FIG. 24 shows the machine process trace for the shell/flange weld, which records the voltage and current during electron beam welding. Some high voltage instabilities of maximum 3 kV are shown, yielding some arcing errors. However, it should be stressed that weld proceeded as planned.

The ID and OD of the shell/flange were machined to remove the weld crown and root as well as the backing bars from the front and rear locations. This was required to facilitate full NDT of the weld. For machining, up to 5 mm from both sides (ID and OD) was removed to clean the weld. After machining, dye penetrant inspection (DPI) was performed.

FIG. 25 shows photographs of the DPI indications for the shell/flange weld. DPI showed no indications on the ID but the OD presented four isolated regions corresponding to under-fill. These regions required subsequent hand dressing up to a depth of 4 mm to clear. The largest indication corresponded to the slope in the region that had an under-fill at the onset of the slope in/ slope out overlap. There is no evidence to suggest these regions related to the high voltage/beam current event as recorded from the k2000 trace. These features would benefit from using a cosmetic pass, as previously described.

FIG. 26 shows the ToFD data from the shell/flange weld, and FIG. 27 shows the PAUT results from the shell/flange weld. The same volumetric NDT approach was adopted for the shell/flange weld as previously described, which combines both ToFD and PAUT. For the shell/flange weld FIGS. 26 and 27 only show the scans from the slope out region. The remainder of the weld presented no recordable indications. The ToFD data from the shell/flange weld show that indications were identical in the slope region as previously observed in the welds 1 and 2. Note the scan was taken from the inside diameter hence the indications present in the opposite direction to the previous results. Considering the PAUT results, the scan revealed no recordable indications during the slope out portion of the shell/flange. FIG. 28 shows the phased array graph of the shell/flange weld. Once the ASME V criteria were applied to the scan, the trace was very clean as noted in the bottom of FIG. 28. These results confirm that the slope out procedure is transferable, as the shell/flange weld is from a different heat of SA508 Grade 3 material.

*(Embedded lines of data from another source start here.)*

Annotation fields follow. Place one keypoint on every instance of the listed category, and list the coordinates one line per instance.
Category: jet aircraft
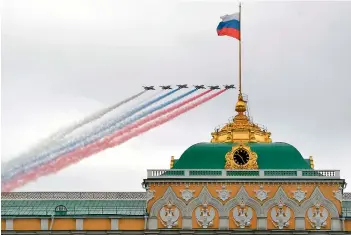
(199, 86)
(182, 86)
(229, 86)
(147, 88)
(166, 87)
(214, 87)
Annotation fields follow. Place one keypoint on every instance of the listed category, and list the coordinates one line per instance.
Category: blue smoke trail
(106, 129)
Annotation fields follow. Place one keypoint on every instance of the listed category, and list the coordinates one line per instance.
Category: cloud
(64, 60)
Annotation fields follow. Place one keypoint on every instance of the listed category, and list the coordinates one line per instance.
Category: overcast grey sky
(62, 60)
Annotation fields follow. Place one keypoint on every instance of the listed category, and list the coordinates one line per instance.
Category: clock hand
(242, 158)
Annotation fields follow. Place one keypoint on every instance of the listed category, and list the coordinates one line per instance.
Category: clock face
(241, 157)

Various embodiments of the invention have been described above. However, it should be appreciated that alternative embodiments are possible and that the invention is not limited to the specific embodiments described above.

Claims

1. A method for welding two components together, comprising: welding two components using electron beam welding comprising an electron beam, wherein said welding is performed over a first period of time; andadjusting the focus of the electron beam from within the bulk of said two components to above said two components continuously and throughout a second period of time;wherein said second period of time starts within said first period of time and wherein said first period of time and said second period of time end concurrently.